Patient guide · 9-min read
A Plain-English Guide to the No Surprises Act (2022)
The No Surprises Act ended a decade of advocacy by capping patient liability when an out-of-network provider treats you at an in-network facility. Here is how to use it.
What the NSA does
Effective January 2022, the No Surprises Act (Pub. L. 116-260, Div. BB, Title I; 42 U.S.C. § 300gg-111 et seq.) prohibits balance-billing for: (a) emergency services at any facility, (b) non-emergency services from out-of-network providers at in-network facilities, and (c) air ambulance. Patient liability is capped at the in-network cost-sharing amount.
What it does not cover
Ground ambulance was excluded from the initial NSA. Urgent-care facilities are not covered (only true ERs). And the protection can be waived by signing a specific NSA disclosure at least 72 hours before a scheduled procedure — but emergency and ancillary services (anesthesia, radiology, pathology, hospitalist, neonatology, assistant surgeon) can never have NSA protection waived.
How to invoke the NSA
When you receive a surprise out-of-network bill, the dispute letter asserts NSA protection, identifies the provider and line items, and demands the charges be reduced to in-network cost-sharing. If the facility refuses, file a federal complaint at 1-800-985-3059 or via cms.gov/nosurprises — there is no fee and they will contact the provider.

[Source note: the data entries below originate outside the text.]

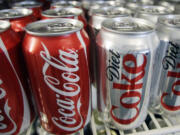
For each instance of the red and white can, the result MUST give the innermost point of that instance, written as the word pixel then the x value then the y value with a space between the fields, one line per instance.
pixel 15 112
pixel 18 18
pixel 57 53
pixel 36 7
pixel 67 12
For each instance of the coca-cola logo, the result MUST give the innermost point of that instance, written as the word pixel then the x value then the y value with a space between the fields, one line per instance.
pixel 5 118
pixel 170 59
pixel 69 114
pixel 131 83
pixel 172 65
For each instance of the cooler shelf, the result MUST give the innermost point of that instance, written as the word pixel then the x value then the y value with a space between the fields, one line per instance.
pixel 154 125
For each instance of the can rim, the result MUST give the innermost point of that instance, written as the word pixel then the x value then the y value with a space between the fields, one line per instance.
pixel 27 12
pixel 128 13
pixel 50 21
pixel 5 24
pixel 161 20
pixel 139 11
pixel 44 13
pixel 23 3
pixel 139 20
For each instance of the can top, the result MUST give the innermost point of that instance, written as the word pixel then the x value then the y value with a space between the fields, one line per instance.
pixel 66 3
pixel 130 26
pixel 154 10
pixel 54 27
pixel 111 12
pixel 132 5
pixel 62 12
pixel 4 25
pixel 14 13
pixel 27 4
pixel 170 20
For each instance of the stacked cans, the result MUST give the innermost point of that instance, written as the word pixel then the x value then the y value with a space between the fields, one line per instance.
pixel 120 56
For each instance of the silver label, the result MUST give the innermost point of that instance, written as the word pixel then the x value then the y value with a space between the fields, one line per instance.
pixel 127 76
pixel 170 77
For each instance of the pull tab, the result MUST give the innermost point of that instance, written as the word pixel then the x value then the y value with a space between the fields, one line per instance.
pixel 59 27
pixel 125 25
pixel 63 12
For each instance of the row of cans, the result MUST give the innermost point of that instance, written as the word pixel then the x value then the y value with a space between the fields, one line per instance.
pixel 129 65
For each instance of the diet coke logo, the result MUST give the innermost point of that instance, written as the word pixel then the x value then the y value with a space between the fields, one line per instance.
pixel 172 65
pixel 131 84
pixel 69 111
pixel 4 119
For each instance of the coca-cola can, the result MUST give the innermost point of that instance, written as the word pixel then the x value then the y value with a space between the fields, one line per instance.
pixel 167 4
pixel 124 67
pixel 61 4
pixel 97 17
pixel 16 114
pixel 18 18
pixel 152 13
pixel 167 95
pixel 57 55
pixel 36 7
pixel 66 12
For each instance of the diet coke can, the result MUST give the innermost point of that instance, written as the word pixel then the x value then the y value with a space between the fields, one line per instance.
pixel 15 112
pixel 18 18
pixel 36 7
pixel 98 16
pixel 66 12
pixel 124 66
pixel 57 53
pixel 167 93
pixel 152 13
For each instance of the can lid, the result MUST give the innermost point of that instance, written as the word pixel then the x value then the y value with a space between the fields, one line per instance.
pixel 154 10
pixel 132 5
pixel 14 13
pixel 66 3
pixel 170 20
pixel 4 25
pixel 62 12
pixel 27 4
pixel 111 12
pixel 130 26
pixel 54 27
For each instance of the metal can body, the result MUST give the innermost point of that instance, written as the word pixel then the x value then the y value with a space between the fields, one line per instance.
pixel 57 61
pixel 34 6
pixel 68 12
pixel 152 13
pixel 18 18
pixel 168 31
pixel 15 112
pixel 124 71
pixel 98 16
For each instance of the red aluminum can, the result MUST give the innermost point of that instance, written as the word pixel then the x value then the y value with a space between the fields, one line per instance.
pixel 67 12
pixel 18 18
pixel 15 112
pixel 36 7
pixel 57 53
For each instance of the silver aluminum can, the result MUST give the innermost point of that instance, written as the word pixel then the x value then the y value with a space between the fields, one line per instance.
pixel 124 58
pixel 98 16
pixel 168 29
pixel 152 13
pixel 60 4
pixel 167 4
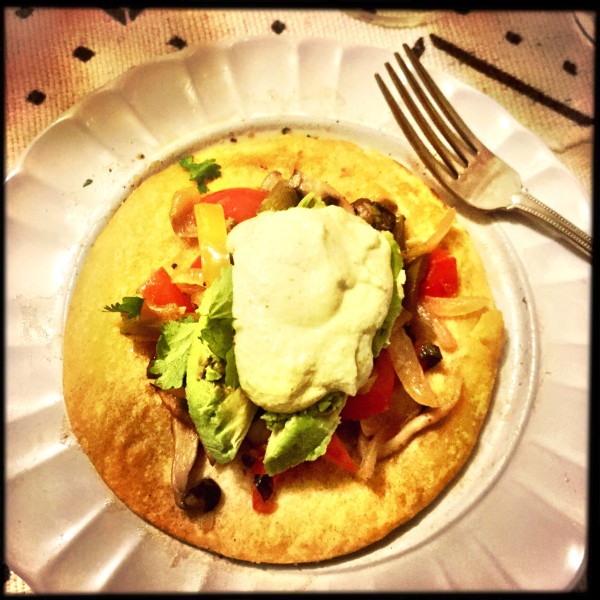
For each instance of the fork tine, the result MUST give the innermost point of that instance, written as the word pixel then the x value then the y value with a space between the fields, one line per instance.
pixel 453 117
pixel 435 116
pixel 418 116
pixel 415 141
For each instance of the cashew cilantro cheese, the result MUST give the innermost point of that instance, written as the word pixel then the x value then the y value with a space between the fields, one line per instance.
pixel 312 287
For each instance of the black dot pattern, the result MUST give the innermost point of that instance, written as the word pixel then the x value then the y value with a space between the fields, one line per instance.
pixel 278 27
pixel 513 38
pixel 36 97
pixel 177 42
pixel 83 54
pixel 570 67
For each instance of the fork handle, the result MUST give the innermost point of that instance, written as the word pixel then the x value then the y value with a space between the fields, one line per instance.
pixel 524 202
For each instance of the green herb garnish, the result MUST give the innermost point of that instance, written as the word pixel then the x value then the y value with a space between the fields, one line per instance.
pixel 203 172
pixel 130 306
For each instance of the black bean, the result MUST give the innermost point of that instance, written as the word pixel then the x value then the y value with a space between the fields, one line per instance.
pixel 204 496
pixel 264 485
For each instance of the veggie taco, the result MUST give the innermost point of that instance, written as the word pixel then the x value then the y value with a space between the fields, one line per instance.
pixel 281 348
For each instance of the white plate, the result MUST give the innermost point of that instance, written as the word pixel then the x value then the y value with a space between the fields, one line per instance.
pixel 515 518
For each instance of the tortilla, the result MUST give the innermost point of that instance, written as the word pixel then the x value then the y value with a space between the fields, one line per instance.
pixel 323 511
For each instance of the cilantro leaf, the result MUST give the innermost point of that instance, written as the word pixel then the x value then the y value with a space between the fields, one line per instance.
pixel 172 352
pixel 130 306
pixel 217 305
pixel 202 172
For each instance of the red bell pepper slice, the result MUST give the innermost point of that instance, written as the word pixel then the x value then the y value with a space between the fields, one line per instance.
pixel 377 399
pixel 159 290
pixel 441 275
pixel 238 203
pixel 337 454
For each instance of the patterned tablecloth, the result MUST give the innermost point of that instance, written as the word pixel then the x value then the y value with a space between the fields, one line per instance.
pixel 538 65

The independent dispute resolution process
If the insurer and the out-of-network provider dispute the appropriate reimbursement, they enter a federal IDR process. You as the patient are not party to that dispute and never owe more than the in-network cost-share regardless of how IDR resolves.
Frequently asked
Does the NSA apply to dental?
Not directly. NSA applies to medical and air-ambulance services. Some states have parallel dental surprise-billing laws.
How long does an NSA complaint take?
Federal complaints typically receive an initial response within 30 days. Many providers adjust the bill simply on receipt of the complaint.